Прошел год. И, как-то случайно встретив Сухова в порту, Людмила Сергеевна не выдержала, кинулась ему навстречу, увидела слезы в его глазах, и, хотя это было столь необычно, именно тогда она поняла, как он одинок. Сухова надо было заставить поверить в себя, ему нужен был человек, который бы тоже нуждался в его поддержке. И она чувствовала, как с каждой новой встречей он все больше оживает, возвращается к жизни. А перед отходом в этот рейс Сухов ходил в инспекцию. Рассказывал он ей об этом оживленно, говорил, что требуется совсем немногое, нужны курсы, что в конторе хотели в этот рейс его направить капитаном, но не было подходящего судна. Он решил, что лучше всего ему теперь плавать не на малых сейнерах, а устроиться на базу, тем более у него пошаливало сердце, да и они бы смогли быть все время вместе.
На берегу у Сухова была своя семья, свой дом, и, хотя Людмила Сергеевна знала, что дом тот давно стал чужим для Сухова, ей это было неприятно: различные слухи, осуждения, разговоры в конторе, встречи тайком, хотя и таиться уже было ни к чему. Сухов сам рассказал жене обо всем. Опрометчиво ли было это с его стороны — судить трудно, в этом был Сухов. Он не умел выкручиваться, лгать, и в то же время жила в нем какая-то неуверенность, которую Людмила Сергеевна пыталась вытравить из него. Висели над ним прежние неудачи, груз которых надо было скинуть во имя его же блага, чтобы он мог подняться, встать во весь рост, жить раскованно. Теперь, когда, казалось, все прояснилось, он вдруг исчез, и она не в силах ничего сделать, чтобы спасти его!

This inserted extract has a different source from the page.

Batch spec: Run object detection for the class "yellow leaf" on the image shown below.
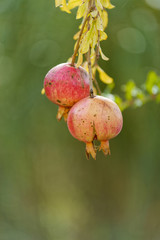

Людмила Сергеевна выбежала из рубки, кинулась к радистам, те пытались успокоить ее, сказали, что все прекратили лов, что Аркадий Семенович перешел на «Наяду», что «Наяда» идет к «Диомеду». Она побежала вниз, чтобы упросить Шестинского взять и ее на «Наяду», но было уже поздно, сейнер отходил от борта.
На базе подавали в цех рыбу, принятую от «Наяды». Матросы возили снег, засыпали его в бункера, где он тотчас смешивался с темной водой и серыми слоями рыбы. Снег из льдогенераторов был первозданно чистый, искрящийся, матросы лепили снежки и швыряли друг в друга, — шла обычная работа, жизнь продолжалась. Но сейчас все это показалось Людмиле Сергеевне кощунством, бездушием, ей хотелось накричать на пышущих здоровьем молодых матросов, ровесников ее сына, она отвернулась, вцепилась в фальшборт и наклонилась к воде. Там, внизу над водой, стелилась дымка, в прогалах этой дымки виднелась поверхность моря, не голубая и искрящаяся, как обычно бывает в этих широтах, а темная. Такая вода встречается в лесных озерах, темно-коричневая, вязкая вода.
IV
— Давай, шеф, покажи себя, — сказал Ефимчуку боцман, — покажи свой класс, начальство большое к нам идет, так что учти, чтобы были твои люля-кебабы! Усек?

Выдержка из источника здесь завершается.